Ils font partie d’un lot de 536 crânes découverts dans les réserves de ce Musée par l’anthropologue et chercheur algérien Ali Farid Belkadi, qui a aussitôt lancé une pétition réclamant leur restitution à leur pays. Ce premier appel s’appuyait sur une loi du Parlement français du 18 mai 2010 exigeant la «restitution à la Nouvelle-Zélande de toutes les têtes maories détenues en France». Il a été bientôt relayé par un autre appel lancé par un universitaire et écrivain algérien Brahim Senoussi, qui a demandé que ces crânes soient restitués à l’Algérie pour qu’ils y soient «honorés» et y recevoir une «sépulture digne». Son appel a reçu 300.000 signatures.

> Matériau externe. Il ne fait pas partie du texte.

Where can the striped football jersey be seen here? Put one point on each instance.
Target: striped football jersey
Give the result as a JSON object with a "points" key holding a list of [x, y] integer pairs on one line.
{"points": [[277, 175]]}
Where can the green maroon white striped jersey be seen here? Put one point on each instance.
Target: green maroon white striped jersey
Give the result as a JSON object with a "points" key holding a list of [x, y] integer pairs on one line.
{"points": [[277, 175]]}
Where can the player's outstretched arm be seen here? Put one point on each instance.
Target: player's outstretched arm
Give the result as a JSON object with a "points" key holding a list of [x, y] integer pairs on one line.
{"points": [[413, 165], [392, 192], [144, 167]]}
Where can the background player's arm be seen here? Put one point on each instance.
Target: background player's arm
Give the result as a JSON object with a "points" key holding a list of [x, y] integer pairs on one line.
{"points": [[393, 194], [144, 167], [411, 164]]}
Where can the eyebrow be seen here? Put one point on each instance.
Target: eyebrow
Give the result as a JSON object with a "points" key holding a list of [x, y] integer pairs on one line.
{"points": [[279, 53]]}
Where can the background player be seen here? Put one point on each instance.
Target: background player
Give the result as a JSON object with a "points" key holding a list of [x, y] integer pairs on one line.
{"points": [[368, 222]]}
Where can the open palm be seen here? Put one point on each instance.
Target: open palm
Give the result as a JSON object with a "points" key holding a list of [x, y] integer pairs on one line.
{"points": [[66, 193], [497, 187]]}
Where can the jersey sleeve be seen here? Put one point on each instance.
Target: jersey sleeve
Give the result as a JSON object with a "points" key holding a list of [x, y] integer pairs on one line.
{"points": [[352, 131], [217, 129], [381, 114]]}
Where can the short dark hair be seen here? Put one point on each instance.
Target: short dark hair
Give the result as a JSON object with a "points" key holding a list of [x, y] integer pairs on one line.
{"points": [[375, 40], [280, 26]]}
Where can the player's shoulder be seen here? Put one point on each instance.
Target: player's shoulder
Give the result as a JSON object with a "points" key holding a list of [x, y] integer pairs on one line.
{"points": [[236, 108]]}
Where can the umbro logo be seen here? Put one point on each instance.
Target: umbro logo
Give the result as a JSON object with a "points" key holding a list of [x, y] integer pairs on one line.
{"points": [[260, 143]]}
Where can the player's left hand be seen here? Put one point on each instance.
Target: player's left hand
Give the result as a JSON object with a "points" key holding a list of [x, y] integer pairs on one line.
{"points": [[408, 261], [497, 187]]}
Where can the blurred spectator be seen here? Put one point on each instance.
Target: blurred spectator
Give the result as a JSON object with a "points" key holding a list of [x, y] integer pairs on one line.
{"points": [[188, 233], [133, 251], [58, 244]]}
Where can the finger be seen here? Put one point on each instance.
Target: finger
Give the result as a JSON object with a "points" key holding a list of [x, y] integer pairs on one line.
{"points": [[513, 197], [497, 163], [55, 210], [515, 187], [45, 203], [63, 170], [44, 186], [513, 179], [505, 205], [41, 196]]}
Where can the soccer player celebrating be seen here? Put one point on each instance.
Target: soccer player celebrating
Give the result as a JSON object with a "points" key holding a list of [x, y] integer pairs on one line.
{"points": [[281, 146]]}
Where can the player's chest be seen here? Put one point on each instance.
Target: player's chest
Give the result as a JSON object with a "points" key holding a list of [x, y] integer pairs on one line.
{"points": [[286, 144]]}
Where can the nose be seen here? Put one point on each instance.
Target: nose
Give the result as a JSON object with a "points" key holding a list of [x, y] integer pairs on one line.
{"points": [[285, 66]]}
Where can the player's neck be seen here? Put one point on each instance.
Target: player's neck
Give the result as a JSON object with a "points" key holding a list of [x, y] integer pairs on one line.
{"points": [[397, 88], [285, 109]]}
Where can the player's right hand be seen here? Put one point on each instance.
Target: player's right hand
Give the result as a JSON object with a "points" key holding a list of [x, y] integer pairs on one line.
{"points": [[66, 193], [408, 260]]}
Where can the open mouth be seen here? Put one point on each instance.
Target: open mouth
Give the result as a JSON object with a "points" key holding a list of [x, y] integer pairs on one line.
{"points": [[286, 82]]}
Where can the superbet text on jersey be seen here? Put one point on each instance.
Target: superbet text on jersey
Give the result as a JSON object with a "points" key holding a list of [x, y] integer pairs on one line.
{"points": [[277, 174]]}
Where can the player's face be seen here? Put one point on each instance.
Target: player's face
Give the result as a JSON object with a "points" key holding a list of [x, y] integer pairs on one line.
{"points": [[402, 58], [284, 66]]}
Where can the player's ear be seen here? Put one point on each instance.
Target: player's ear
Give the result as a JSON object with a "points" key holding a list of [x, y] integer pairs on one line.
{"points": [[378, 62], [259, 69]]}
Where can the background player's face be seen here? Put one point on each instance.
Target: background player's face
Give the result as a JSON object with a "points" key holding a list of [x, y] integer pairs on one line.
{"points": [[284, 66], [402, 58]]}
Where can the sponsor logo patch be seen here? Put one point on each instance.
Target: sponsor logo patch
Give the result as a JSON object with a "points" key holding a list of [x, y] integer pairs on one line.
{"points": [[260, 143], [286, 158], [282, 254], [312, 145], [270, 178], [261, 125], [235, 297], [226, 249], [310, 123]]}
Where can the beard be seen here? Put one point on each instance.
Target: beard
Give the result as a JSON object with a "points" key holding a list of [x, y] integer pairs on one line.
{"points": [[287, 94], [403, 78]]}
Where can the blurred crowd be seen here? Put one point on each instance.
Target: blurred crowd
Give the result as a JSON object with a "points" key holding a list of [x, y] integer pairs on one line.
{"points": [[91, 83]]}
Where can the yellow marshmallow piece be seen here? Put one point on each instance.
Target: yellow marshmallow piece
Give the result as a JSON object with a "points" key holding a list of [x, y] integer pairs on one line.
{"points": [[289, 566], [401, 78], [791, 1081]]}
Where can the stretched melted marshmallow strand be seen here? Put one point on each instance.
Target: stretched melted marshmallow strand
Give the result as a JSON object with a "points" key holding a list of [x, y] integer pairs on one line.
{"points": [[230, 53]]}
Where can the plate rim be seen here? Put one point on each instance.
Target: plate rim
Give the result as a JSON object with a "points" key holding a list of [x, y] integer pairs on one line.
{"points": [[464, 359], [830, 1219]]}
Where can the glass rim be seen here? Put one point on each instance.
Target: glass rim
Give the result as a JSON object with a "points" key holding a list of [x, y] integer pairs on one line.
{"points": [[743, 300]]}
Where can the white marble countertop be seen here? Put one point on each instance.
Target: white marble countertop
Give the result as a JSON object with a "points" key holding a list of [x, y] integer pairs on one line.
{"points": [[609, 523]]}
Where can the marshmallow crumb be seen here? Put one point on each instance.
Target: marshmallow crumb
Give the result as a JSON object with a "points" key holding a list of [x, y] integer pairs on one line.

La tête du Cheikh Bouziane brandie comme un trophée de guerre
Figure emblématique de la résistance à l’invasion, Cheikh Bouziane, dont la tête momifiée fait partie des restes rapatriés, a mené la révolte de Zaatcha, une oasis du sud constantinois, après avoir repris le flambeau de la résistance tombé des mains de l’Emir Abdelkader. Il résistera pendant quatre mois au siège de la cité fortifiée, organisé par l’armée française sous la supervision du général Emile Herbillon et du colonel François Canrobert. L’assaut qu’ils finiront par lancer contre les assiégés tourne au massacre.
Charles Bourseul, un ancien officier de l’armée d’Afrique ayant participé à l’assaut, témoignera deux ans plus tard : «Les maisons, les terrasses sont partout envahies. Des feux de peloton couchent sur le sol tous les groupes d’Arabes que l’on rencontre. Tout ce qui reste debout dans ces groupes tombe immédiatement sous la baïonnette. Ce qui n’est pas atteint par le feu périt par le fer. Pas un seul des défenseurs de Zaâtcha ne cherche son salut dans la fuite, pas un seul n’implore la pitié du vainqueur, tous succombent les armes à la main, en vendant chèrement leur vie, et leurs bras ne cessent de combattre que lorsque la mort les a rendus immobile».
La destruction méthodique de la ville est ordonnée. Femmes, vieillards et enfants sont passés au fil de la baïonnette. Les estimations les plus basses parlent de huit cents Algériens massacrés en un jour. Cynique, le général Herbillon précisera que tous les habitants de Zaatcha ne furent pas tués : «Un aveugle et quelques femmes furent épargnés». Après une mise en scène macabre de têtes au bout de piques exposés sur la place du marché de Biskra pour terroriser la population, ces «trophées» sont transférés en France dans des circonstances qui n’ont toujours pas été éclaircies.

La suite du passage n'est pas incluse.